Spec: Provider Failover with Circuit Breaker

Status: Implemented (v2.0.0)

Issue: #161

Architecture Doc: architecture/provider-failover.md

Problem

The Agenthood runtime currently depends on a single LLM provider per execution. When that provider fails—due to rate limits, temporary outages, or authentication issues—the entire member execution fails and the task is interrupted.

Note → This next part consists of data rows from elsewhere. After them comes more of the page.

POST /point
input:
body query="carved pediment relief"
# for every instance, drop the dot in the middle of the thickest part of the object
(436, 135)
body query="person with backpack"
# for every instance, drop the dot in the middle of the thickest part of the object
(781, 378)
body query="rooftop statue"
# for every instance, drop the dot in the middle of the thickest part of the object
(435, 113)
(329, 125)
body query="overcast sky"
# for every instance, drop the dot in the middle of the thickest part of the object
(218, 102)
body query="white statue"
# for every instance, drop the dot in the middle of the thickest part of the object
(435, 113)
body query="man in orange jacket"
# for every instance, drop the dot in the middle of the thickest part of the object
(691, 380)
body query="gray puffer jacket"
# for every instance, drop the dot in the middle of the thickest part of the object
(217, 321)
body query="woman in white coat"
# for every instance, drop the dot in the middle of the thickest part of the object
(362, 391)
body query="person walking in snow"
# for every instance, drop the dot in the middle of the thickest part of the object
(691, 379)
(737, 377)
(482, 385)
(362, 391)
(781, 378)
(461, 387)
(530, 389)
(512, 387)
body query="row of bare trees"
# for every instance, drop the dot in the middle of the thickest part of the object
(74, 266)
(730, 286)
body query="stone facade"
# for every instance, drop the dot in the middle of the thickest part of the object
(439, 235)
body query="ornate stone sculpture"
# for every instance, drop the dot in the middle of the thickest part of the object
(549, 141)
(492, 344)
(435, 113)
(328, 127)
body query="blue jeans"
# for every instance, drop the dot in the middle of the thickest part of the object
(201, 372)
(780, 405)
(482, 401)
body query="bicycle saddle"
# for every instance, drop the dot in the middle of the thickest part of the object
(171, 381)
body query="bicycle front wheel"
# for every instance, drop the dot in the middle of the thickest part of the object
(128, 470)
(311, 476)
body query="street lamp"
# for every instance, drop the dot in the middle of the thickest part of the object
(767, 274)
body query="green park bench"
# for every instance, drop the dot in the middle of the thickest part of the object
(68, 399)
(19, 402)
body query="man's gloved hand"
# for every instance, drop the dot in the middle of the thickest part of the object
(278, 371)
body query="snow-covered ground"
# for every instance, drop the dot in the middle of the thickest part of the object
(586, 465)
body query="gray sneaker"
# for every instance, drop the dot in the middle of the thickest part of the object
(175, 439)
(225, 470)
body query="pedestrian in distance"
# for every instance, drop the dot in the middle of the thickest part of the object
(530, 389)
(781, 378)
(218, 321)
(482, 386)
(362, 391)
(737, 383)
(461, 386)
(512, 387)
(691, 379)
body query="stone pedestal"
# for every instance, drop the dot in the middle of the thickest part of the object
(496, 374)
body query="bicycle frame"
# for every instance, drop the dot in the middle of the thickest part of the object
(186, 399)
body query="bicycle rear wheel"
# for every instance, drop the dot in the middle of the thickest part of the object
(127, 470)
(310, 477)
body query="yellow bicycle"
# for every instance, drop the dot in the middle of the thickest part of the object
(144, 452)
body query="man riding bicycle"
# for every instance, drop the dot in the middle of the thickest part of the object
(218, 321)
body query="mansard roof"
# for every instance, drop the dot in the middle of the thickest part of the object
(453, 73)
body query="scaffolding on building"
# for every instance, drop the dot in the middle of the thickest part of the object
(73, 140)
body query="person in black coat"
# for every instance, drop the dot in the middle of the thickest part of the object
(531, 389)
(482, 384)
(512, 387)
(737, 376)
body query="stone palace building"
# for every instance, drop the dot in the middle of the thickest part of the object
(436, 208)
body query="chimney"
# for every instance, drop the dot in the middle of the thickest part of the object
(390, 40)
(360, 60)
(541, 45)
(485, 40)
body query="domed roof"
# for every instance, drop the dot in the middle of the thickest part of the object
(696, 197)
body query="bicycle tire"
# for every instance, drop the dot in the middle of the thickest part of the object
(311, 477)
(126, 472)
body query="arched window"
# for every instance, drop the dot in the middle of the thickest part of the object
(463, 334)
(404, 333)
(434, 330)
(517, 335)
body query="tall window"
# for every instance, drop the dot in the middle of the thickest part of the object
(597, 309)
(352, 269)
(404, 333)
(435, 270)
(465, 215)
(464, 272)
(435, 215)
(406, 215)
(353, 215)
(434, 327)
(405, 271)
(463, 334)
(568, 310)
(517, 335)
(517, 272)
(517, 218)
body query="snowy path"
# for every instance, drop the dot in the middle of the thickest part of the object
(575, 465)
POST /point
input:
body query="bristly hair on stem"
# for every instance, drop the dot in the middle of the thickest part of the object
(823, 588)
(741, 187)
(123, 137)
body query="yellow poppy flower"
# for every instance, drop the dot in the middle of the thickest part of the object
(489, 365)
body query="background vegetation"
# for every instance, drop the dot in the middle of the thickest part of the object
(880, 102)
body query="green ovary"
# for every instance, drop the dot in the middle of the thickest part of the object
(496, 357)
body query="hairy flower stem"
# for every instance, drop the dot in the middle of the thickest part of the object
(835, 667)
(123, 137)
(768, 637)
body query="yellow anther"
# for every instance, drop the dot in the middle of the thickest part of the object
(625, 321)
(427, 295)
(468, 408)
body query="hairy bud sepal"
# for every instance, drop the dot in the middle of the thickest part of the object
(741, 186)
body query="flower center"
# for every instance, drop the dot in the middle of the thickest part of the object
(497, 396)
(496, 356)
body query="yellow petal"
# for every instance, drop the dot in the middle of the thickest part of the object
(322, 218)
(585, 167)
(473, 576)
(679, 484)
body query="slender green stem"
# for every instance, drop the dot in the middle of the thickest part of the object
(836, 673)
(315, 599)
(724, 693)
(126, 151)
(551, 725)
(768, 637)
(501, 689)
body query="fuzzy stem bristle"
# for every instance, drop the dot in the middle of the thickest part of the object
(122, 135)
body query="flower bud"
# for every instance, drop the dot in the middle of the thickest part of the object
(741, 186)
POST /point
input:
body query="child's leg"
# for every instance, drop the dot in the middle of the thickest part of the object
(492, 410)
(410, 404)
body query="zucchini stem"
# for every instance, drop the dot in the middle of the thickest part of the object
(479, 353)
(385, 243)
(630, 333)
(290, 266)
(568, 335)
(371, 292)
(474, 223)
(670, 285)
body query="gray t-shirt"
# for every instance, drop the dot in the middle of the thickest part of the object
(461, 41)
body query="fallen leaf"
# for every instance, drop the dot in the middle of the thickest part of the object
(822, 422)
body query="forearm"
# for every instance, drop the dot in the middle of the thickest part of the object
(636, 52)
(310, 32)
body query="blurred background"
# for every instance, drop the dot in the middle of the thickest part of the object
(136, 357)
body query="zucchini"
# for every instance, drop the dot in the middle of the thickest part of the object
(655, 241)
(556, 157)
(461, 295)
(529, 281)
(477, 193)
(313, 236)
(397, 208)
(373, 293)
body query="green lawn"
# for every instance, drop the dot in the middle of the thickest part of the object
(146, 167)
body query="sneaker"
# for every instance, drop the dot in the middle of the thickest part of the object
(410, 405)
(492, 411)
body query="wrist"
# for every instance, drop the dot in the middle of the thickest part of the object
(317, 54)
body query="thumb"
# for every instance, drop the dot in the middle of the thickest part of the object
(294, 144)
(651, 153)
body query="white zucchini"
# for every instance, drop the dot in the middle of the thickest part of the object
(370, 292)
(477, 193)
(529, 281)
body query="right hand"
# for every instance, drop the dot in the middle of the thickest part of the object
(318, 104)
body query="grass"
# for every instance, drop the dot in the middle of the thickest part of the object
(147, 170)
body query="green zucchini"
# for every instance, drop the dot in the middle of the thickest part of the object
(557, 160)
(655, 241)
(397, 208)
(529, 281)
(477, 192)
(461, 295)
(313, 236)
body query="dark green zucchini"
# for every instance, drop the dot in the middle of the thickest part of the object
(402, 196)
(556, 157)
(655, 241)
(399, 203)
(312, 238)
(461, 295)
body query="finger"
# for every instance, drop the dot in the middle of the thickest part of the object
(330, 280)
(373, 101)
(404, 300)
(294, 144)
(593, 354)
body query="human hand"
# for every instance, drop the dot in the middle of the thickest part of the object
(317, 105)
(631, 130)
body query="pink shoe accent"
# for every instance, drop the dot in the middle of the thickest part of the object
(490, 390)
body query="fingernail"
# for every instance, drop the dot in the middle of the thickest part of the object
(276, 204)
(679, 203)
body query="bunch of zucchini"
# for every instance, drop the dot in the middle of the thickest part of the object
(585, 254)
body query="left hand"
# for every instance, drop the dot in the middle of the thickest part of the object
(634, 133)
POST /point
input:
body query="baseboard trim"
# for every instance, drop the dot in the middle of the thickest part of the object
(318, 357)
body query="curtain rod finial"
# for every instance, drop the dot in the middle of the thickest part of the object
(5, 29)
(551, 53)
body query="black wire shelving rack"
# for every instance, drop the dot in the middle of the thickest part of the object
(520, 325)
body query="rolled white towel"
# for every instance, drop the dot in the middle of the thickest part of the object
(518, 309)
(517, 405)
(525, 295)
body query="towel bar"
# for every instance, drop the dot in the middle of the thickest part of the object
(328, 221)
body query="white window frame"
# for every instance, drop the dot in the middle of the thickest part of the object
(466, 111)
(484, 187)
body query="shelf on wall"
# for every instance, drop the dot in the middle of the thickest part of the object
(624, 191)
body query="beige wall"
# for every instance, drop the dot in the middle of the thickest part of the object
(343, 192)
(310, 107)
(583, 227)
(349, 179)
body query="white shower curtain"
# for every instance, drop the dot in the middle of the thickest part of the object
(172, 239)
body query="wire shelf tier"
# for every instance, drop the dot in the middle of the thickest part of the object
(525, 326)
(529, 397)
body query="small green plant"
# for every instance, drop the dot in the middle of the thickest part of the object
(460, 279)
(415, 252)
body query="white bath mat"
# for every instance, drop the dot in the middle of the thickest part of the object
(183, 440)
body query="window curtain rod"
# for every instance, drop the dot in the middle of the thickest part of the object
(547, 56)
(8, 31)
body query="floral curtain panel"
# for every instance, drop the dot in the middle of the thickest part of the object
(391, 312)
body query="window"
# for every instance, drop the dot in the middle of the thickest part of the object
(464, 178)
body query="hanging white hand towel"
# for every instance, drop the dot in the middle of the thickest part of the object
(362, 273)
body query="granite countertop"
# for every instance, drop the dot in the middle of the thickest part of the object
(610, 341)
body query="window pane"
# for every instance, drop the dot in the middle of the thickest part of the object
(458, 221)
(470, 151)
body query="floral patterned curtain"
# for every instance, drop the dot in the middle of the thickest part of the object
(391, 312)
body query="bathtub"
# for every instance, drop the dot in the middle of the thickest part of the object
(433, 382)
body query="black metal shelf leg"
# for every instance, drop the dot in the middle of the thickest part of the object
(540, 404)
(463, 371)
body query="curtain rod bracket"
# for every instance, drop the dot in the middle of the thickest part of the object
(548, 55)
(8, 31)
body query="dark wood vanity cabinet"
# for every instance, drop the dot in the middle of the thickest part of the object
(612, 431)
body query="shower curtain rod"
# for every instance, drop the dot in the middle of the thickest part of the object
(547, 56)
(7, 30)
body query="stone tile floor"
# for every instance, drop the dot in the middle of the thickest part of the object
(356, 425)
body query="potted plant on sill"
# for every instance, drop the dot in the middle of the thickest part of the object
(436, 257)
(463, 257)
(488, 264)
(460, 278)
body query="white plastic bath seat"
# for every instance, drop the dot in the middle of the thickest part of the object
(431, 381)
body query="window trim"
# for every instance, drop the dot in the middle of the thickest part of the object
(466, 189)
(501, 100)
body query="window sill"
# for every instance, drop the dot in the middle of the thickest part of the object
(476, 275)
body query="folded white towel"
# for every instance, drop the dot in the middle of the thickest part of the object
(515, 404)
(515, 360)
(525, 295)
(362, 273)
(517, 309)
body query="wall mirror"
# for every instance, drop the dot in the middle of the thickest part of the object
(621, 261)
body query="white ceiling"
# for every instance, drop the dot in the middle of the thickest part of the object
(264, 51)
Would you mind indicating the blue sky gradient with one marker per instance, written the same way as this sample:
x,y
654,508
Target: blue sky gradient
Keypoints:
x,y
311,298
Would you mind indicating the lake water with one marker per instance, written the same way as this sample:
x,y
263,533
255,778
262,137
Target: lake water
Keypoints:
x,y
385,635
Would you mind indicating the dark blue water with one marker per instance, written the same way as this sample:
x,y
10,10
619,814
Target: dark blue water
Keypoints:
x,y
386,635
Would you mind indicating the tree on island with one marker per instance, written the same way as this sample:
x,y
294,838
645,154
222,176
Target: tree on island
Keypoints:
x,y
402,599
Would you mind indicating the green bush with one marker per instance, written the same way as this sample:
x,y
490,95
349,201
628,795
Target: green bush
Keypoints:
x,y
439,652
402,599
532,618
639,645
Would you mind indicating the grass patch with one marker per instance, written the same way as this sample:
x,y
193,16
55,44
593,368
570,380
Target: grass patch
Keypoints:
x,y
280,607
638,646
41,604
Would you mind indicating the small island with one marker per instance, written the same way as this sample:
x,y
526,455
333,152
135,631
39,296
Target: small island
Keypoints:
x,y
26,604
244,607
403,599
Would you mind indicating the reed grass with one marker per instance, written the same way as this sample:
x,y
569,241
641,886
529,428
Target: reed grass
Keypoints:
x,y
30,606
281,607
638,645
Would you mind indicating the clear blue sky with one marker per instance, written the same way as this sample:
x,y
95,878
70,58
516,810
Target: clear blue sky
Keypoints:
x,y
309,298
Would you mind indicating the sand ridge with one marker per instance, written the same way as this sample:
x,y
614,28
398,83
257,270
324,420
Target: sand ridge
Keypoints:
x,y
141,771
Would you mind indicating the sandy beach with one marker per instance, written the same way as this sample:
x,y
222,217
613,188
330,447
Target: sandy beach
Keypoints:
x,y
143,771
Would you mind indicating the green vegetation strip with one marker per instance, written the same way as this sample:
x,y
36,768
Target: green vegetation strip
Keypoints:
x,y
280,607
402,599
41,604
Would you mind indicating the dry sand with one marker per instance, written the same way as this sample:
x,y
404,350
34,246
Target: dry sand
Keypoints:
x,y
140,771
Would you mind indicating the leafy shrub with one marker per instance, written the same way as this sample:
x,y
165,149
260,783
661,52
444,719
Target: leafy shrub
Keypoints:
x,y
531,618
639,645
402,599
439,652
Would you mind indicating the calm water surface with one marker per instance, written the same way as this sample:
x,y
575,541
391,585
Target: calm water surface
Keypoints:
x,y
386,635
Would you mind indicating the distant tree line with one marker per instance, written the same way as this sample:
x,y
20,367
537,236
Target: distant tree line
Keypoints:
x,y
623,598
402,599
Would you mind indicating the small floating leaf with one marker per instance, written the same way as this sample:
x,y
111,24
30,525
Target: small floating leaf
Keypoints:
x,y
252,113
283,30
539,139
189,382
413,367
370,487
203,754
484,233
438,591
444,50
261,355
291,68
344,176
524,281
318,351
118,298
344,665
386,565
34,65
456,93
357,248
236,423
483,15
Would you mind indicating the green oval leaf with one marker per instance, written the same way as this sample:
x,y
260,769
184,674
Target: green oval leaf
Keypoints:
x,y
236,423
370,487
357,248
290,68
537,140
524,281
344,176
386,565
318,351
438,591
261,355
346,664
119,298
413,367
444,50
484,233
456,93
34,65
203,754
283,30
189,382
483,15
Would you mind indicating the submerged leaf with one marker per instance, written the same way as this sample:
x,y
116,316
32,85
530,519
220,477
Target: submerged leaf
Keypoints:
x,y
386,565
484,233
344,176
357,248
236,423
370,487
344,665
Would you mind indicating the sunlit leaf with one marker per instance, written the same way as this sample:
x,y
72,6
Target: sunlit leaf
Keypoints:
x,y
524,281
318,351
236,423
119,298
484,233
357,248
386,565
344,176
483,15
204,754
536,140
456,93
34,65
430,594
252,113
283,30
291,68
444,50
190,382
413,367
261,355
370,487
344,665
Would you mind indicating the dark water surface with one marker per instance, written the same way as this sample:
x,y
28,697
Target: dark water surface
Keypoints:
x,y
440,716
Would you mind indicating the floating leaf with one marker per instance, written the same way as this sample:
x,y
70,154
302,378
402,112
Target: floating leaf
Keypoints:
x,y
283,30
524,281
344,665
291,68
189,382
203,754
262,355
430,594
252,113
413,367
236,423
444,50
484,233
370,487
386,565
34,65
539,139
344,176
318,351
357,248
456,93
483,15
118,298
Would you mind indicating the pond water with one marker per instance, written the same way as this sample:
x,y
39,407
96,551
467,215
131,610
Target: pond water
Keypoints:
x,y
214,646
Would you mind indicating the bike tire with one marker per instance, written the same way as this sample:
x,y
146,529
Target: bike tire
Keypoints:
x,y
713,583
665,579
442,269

This creates poor production reliability:

Groq rate limits (30 req/min free tier) kill sessions during burst activity
Provider outages halt all member work, even though alternative providers are available
Intermittent failures force manual retry from humans instead of automated recovery
No retry logic means transient network blips cause permanent task failure

The user expects the Society to handle provider fragility transparently. If Claude is down, use OpenAI. If Groq hits rate limits, switch to Ollama. The member should continue working—the human should never notice the plumbing.

Proposed Solution

Implement a three-phase progressive enhancement to provider resilience:

Phase 1: Basic Failover (MVP)

Try each configured provider in sequence until one succeeds or all fail.

Behavior:

Load provider chain from .agenthood/config.json (llm.providers[])
Attempt providers in order: [primary, fallback1, fallback2, ...]
On failure, immediately try the next provider
If all providers fail, throw AllProvidersFailedError with structured failure details

No circuit breaker yet—this is a simple try/catch loop with failover.

Acceptance Criteria:

Provider chain loaded from config
Each provider attempted in sequence
First success stops the chain and returns result
All failures collected and reported in AllProvidersFailedError
Existing member execution flow unchanged (transparent drop-in)

Phase 2: Circuit Breaker

Track provider health and skip known-bad providers.

Behavior:

Each provider has a circuit state: CLOSED | OPEN | HALF_OPEN
CLOSED: Normal operation—requests flow through
OPEN: Provider bypassed (failures exceeded threshold)—skip to next provider
HALF_OPEN: Cooldown expired—one probe request allowed to test recovery

State Transitions:

CLOSED → (N failures within window) → OPEN
OPEN → (cooldown expires) → HALF_OPEN
HALF_OPEN → (probe succeeds) → CLOSED
HALF_OPEN → (probe fails) → OPEN (extend cooldown)

Configuration:

interface CircuitBreakerConfig {
  failureThreshold: number;      // default: 3 failures
  failureWindow: number;          // default: 60 seconds
  cooldownDuration: number;       // default: 120 seconds
  probeBeforeCooldown: number;    // default: 30 seconds before cooldown expires
}

Acceptance Criteria:

Circuit state tracked per provider
Providers in OPEN state are skipped during failover
Circuit opens after N failures within time window
Circuit transitions to HALF_OPEN after cooldown
Probe request succeeds → circuit closes → provider restored
Probe request fails → circuit re-opens with extended cooldown
Circuit state logged (debug level) on every transition
Thread execution continues across provider switches

Phase 3: Advanced Recovery

Intelligent failure handling with classification, cooldown strategies, and preemptive probes.

Behavior:

3.1 Failure Classification

Not all failures are equal. Classify errors and apply appropriate cooldown:

HTTP Status	Classification	Cooldown	Behavior
`401`	Auth failure	Permanent	Skip provider, log warning once
`402`	Payment required	Permanent	Skip provider, log warning once
`429`	Rate limited	60–300s	Backoff based on `Retry-After` header
`408`	Request timeout	30s	Retry once, then failover
`503`	Service unavailable	60s	Immediate failover
`404`	Model not found	Permanent	Skip provider, log error
Network error	Transient	30s	Retry with exponential backoff

3.2 Retry-After Header Parsing

If a provider returns 429 with a Retry-After header:

Parse the header (seconds or HTTP date)
Set cooldown to Retry-After value (capped at 5 minutes)
Log the retry time to user

3.3 Preemptive Probe Recovery

Send a lightweight probe request 30 seconds before cooldown expires:

Use a minimal prompt (e.g., "Hello")
On success → provider restored early
On failure → cooldown extended by 50%

Prevents hammering a recovering provider with full-sized requests.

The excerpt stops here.